Nissan and three energy-technology corporations have joined forces to create a way to make use of discharged lithium-ion battery packs that comes from Nissan’s electric vehicles, by finding way to store energy that has been created by the public power grid when the factory is in its off-peak hours. They also are trying to form a way to make to make the discharged batteries available for the time when electricity is greatly used, such as hot summer days.
Wednesday, Franklin-based Nissan North America Incorporated said that the technology that the companies are exploring would make it possible for the batteries after stripped from the vehicle the Leaf electric contain to be converted to backup power sources for personal and commercial use, according to Nissan.
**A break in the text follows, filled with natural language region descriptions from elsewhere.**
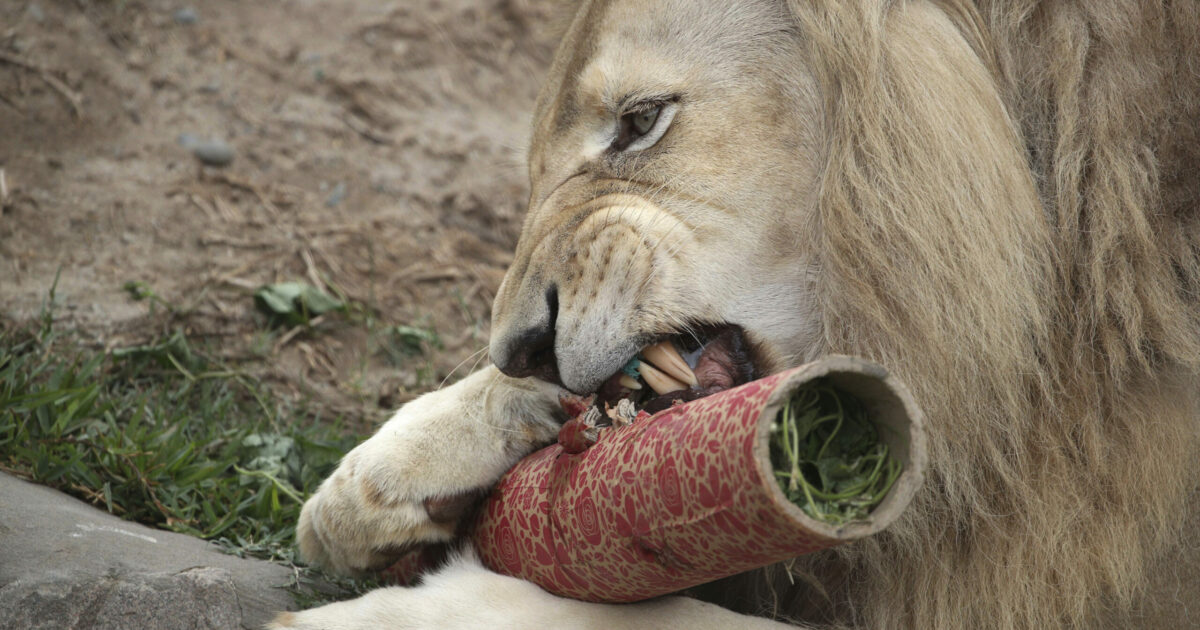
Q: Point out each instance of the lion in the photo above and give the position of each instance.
(996, 199)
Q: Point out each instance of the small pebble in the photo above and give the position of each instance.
(336, 196)
(186, 16)
(213, 153)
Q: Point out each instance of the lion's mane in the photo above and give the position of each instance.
(1023, 246)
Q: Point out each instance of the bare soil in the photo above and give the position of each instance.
(378, 156)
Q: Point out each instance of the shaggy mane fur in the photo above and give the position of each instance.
(1023, 247)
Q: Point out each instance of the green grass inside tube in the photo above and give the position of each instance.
(828, 456)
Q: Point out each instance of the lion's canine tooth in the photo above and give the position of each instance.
(658, 381)
(666, 358)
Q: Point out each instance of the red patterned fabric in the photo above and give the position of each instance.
(670, 502)
(676, 499)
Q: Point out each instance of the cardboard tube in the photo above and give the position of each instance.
(684, 497)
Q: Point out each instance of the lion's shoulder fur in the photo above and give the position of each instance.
(1023, 244)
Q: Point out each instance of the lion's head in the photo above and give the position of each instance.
(874, 178)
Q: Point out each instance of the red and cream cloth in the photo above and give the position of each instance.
(673, 501)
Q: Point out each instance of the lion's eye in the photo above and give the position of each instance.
(643, 121)
(643, 125)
This discovery would make them beneficial in large arrays; one way to use them is to charge them from the power grid during off-peak hours, and then to give back the energy when it is needed, such as during blackouts.
A group including some workers from Nissan and the partners-ABB and 4R Energy of Japan, and Sumitomo Corp. of America- plot to create a battery storage installation, in which each system could supply up to 50 kilowatt-hours of energy, which according to Nissan that has the ability to supply enough electricity to run 15 households for around two hours.
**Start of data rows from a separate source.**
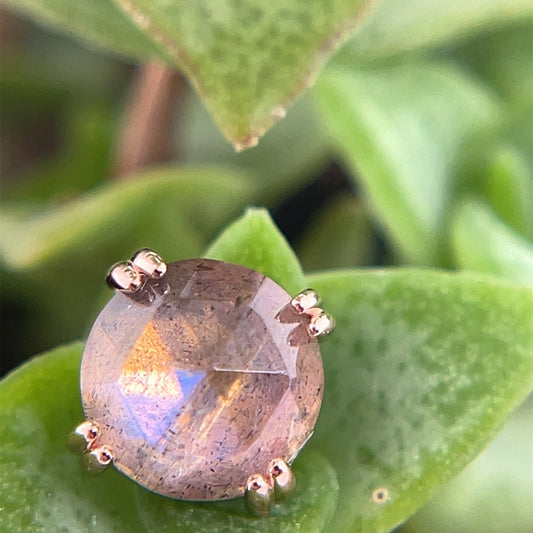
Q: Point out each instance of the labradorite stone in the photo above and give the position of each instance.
(194, 383)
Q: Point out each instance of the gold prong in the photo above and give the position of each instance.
(124, 277)
(82, 438)
(259, 494)
(321, 323)
(305, 300)
(150, 263)
(283, 479)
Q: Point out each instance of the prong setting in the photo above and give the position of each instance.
(283, 479)
(305, 300)
(83, 437)
(321, 324)
(98, 459)
(124, 277)
(150, 263)
(130, 276)
(259, 494)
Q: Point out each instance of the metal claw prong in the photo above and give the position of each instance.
(124, 277)
(82, 438)
(150, 263)
(305, 300)
(259, 494)
(283, 479)
(321, 323)
(98, 459)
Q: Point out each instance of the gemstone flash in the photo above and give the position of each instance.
(193, 383)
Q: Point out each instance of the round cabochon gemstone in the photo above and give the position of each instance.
(195, 383)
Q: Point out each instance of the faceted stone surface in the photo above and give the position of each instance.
(194, 383)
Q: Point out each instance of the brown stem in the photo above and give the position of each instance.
(145, 136)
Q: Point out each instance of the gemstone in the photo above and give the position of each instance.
(196, 383)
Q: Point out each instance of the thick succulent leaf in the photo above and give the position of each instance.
(321, 247)
(58, 258)
(394, 27)
(401, 129)
(509, 189)
(309, 509)
(195, 200)
(255, 241)
(494, 493)
(422, 370)
(484, 243)
(289, 155)
(510, 69)
(43, 487)
(247, 61)
(98, 22)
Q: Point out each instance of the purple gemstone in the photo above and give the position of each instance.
(194, 383)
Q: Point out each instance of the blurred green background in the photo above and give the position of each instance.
(415, 148)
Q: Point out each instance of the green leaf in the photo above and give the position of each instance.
(510, 68)
(494, 493)
(401, 130)
(254, 241)
(483, 243)
(248, 62)
(321, 247)
(59, 257)
(287, 157)
(509, 189)
(394, 28)
(309, 509)
(44, 488)
(422, 370)
(148, 209)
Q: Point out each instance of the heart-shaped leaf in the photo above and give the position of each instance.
(247, 61)
(287, 157)
(484, 243)
(401, 130)
(422, 370)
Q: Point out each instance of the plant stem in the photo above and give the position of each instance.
(145, 134)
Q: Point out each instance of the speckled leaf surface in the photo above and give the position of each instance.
(247, 60)
(47, 251)
(494, 493)
(422, 370)
(400, 130)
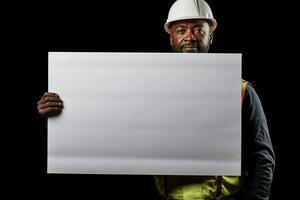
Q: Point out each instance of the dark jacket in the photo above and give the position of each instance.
(258, 157)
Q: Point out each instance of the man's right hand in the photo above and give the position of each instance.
(49, 105)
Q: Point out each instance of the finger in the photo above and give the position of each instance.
(50, 94)
(50, 99)
(50, 104)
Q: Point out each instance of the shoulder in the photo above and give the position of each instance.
(251, 103)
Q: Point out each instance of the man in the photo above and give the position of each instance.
(191, 25)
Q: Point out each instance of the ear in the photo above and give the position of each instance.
(211, 38)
Senior manager of corporate planning for Nissan North America, Ken Srebnik stated, “It’s important to Nissan that we manage the complete life cycle of the electric vehicle battery pack, even beyond its use in a Nissan car.”
He also said, “Innovations in energy storage systems are becoming more viable as the electric grid gets smarter, and Nissan is proud to work with ABB, 4R Energy and Sumitomo to help bring these possibilities to market.”
Because of this idea, batteries could have several more years of use, beyond their original call of duty in electric cars, where they are estimated to remain industrious for 10 or more years.